Human Interest

Samsung app comforts premature babies by playing their mother’s heartbeat

premature baby Samsung ad

Prematurity can be difficult for babies and mothers alike, but new technology is helping to make it a more positive experience. An app created by Samsung helps to comfort premature babies in incubators by allowing their mothers to record the sound of their heartbeats and voices. The app then removes the high frequencies from the audio, to make it sound similar to how it did inside the womb, and is played on a speaker by the baby’s side.

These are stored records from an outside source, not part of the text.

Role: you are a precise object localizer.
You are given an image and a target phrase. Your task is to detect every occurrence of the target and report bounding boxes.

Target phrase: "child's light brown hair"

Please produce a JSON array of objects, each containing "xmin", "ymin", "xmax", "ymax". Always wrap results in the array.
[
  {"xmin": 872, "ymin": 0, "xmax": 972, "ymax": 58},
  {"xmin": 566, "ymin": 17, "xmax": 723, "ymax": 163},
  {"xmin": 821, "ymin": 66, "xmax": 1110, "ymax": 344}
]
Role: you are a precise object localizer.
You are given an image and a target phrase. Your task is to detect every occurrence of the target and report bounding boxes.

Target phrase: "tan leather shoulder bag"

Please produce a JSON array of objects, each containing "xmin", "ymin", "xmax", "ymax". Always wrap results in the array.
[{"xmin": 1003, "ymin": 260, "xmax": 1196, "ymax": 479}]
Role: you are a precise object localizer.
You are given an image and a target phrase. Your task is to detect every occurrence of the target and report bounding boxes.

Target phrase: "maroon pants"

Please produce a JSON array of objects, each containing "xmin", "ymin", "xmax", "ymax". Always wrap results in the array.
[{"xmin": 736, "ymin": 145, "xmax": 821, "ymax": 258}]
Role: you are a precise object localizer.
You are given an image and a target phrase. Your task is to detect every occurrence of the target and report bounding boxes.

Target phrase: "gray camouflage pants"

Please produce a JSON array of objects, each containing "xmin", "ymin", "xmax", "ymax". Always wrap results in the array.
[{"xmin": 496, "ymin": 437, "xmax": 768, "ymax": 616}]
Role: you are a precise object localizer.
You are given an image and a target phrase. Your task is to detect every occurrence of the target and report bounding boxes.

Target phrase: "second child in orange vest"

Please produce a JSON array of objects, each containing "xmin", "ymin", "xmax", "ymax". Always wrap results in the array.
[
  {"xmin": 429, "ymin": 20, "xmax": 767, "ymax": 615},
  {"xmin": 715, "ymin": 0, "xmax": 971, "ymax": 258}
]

Samsung notes that 15 million babies were born premature last year, unable to be nurtured by their mothers, who carried them in their own bodies for so long. The NICU environment, though lifesaving, can be stressful for babies, and that stress can lead to changes in the brain’s structure and function. This leaves them at higher risk for language and attention deficits.


READ: Premature babies soothed by songs created from their own heartbeats

“When I first came into the NICU, I came as a parent, and not a researcher,” Dr. Amir Lahav, assistant professor of pediatrics at Harvard, said. “I noticed that this environment is so different from the womb.” According to Samsung, the more relaxing environment provided by the app allows the baby’s brain to better grow and develop.

“Our research suggests this has two main advantages,” Lahav explained. “It helps the mothers be there with their babies virtually, even when they can’t be there physically. And it helps the babies by providing the maternal sounds they need for healthy brain development.”

More and more NICUs across the country are coming up with innovative new ways to help the tiniest babies survive. Wolfson Children’s Hospital in Jacksonville, Florida, for example, is using a music therapist who creates songs using the baby’s own heartbeat, which helps with patient heart rates, lowering blood pressure, and pain management, as well as easing anxiety.

Babies can begin to hear inside the womb earlier than previously believed, according to a study conducted by the Institut Marquès, in Barcelona, Spain. Babies can not only hear by 16 weeks gestation, they also respond to music, appearing to “sing” and changing their facial expressions depending on the music they hear. Preborn babies can also distinguish between different languages, and show a preference for their mother’s native tongue.